Помимо генеральной концепции, в монографии существует еще немало любопытных наблюдений. Так, касаясь чрезвычайных налогов, С.Б. Веселовский категорически не соглашается с мнением П.Н. Милюкова об особом пути развития русской финансовой системы, которое вписывалось в так называемую «теорию контраста» последнего. По мнению Милюкова, в отличие от Европы, где прямое обложение занимало главенствующую роль, в России казна пополнялась за счет чрезвычайных сборов[529]
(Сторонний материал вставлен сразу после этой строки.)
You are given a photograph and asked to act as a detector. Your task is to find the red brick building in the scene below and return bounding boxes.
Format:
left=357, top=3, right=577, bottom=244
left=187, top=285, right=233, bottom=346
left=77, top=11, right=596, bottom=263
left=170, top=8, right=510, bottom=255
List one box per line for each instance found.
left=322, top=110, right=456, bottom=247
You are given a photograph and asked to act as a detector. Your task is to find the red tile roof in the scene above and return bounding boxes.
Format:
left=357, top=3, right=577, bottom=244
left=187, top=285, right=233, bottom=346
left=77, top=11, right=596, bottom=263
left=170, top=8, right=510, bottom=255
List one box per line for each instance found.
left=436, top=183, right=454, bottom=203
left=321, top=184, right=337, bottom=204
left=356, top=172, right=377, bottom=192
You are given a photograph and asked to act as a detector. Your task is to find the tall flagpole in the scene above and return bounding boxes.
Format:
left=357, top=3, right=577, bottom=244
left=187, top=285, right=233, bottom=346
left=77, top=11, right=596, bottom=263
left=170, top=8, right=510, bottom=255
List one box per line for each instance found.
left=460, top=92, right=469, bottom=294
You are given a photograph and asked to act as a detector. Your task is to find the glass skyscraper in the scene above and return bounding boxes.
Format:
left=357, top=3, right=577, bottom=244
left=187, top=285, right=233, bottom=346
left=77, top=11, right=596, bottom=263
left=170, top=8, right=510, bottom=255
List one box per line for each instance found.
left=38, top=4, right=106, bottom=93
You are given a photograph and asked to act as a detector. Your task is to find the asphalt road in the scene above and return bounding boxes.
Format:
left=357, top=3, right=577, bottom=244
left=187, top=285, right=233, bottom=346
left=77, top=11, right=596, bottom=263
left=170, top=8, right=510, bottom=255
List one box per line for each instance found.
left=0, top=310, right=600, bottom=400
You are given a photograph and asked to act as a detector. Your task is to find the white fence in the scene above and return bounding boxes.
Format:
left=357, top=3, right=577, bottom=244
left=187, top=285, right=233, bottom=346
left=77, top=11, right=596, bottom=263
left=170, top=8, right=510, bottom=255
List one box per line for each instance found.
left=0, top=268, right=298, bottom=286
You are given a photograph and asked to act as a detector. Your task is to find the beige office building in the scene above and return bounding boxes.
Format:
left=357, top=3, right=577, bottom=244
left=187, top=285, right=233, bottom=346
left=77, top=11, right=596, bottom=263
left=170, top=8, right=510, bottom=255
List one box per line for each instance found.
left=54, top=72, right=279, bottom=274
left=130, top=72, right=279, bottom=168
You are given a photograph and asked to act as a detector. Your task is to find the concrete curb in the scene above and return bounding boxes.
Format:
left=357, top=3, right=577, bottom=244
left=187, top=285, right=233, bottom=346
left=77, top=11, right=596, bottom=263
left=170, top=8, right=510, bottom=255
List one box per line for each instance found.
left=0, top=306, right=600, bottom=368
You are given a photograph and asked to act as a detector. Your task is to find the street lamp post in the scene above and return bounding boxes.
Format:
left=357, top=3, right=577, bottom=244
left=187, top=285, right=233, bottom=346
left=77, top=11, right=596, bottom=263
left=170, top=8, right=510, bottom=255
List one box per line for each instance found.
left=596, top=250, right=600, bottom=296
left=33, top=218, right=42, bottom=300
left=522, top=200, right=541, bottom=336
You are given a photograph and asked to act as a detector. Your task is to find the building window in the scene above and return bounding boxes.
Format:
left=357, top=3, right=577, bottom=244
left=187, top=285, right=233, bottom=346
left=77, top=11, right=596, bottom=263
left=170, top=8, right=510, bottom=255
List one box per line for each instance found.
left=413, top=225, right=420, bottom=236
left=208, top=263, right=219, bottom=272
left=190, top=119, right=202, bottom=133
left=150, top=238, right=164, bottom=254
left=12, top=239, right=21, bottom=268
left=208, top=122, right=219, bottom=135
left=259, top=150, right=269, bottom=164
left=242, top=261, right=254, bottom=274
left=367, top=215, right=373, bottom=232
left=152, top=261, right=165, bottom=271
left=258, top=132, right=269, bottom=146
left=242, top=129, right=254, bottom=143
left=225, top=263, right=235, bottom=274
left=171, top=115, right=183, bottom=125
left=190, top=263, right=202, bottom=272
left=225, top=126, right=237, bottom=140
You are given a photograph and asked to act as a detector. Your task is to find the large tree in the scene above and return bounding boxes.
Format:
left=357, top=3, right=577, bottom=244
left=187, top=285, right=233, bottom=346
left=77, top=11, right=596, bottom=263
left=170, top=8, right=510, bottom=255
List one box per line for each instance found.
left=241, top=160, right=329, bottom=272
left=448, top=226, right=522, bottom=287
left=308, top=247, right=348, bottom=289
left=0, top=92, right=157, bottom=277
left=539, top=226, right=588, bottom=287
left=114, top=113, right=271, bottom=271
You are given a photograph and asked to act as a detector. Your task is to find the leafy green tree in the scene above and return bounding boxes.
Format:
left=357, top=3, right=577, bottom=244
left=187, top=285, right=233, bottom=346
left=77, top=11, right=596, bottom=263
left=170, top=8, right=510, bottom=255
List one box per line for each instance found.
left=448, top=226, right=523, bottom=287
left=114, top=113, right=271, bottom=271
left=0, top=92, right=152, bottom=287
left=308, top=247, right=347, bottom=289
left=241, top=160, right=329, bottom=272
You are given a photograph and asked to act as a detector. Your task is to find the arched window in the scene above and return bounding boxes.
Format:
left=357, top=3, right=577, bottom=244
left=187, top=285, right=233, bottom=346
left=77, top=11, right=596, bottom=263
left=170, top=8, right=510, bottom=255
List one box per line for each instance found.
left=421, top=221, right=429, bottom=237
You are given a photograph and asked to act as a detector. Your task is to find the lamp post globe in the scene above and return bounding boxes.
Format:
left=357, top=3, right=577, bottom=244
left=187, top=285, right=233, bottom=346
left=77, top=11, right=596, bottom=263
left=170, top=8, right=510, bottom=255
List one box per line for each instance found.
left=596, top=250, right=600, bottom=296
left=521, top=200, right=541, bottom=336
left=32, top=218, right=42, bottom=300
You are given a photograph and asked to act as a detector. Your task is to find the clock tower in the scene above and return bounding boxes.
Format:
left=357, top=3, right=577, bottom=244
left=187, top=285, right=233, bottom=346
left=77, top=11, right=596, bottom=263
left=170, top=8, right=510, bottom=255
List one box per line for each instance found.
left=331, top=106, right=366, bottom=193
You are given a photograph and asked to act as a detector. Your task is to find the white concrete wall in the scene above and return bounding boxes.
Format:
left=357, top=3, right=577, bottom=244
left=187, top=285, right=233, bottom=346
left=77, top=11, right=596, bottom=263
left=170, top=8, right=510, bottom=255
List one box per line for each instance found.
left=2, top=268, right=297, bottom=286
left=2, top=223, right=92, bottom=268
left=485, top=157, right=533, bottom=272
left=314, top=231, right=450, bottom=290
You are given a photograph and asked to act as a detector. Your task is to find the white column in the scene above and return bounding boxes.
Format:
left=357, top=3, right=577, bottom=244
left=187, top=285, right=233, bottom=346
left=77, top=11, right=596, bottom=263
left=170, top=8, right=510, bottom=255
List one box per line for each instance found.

. Веселовский на новом материале и путем сравнения податных систем России и Западной Европы (помогли фундаментальные знания, приобретенные в ходе работы над кандидатским сочинением) опроверг это мнение. Он показал, с одной стороны, что значение прямых налогов в государственном бюджете Московского государства было велико, а с другой – указал на большое значение чрезвычайных в европейской истории[530]. Таким образом, в работе есть элементы и сравнительно-исторического исследования. Более того, Веселовский, видимо, не соглашался с радикальным размежеванием отечественной и европейской истории. Любопытно отметить и то, что, с точки зрения Веселовского, поместное землевладение в России долгое время носило «прекарный характер», что сближало его с европейским.Нестандартную трактовку историку удалось предложить и по проблеме так называемой «живущей чети», впервые открытой еще А.С. Лаппо-Данилевским. Веселовский считал, что это окладная единица, носящая, по мнению большинства историков, переходной характер от «сохи» ко «двору», на самом деле не была самостоятельной единицей, а только техническим усовершенствованием сохи. «Главная цель дворовой чети состояла не в каких-либо новшествах, а в обновлении и сохранении разрушавшегося сошного письма»[531]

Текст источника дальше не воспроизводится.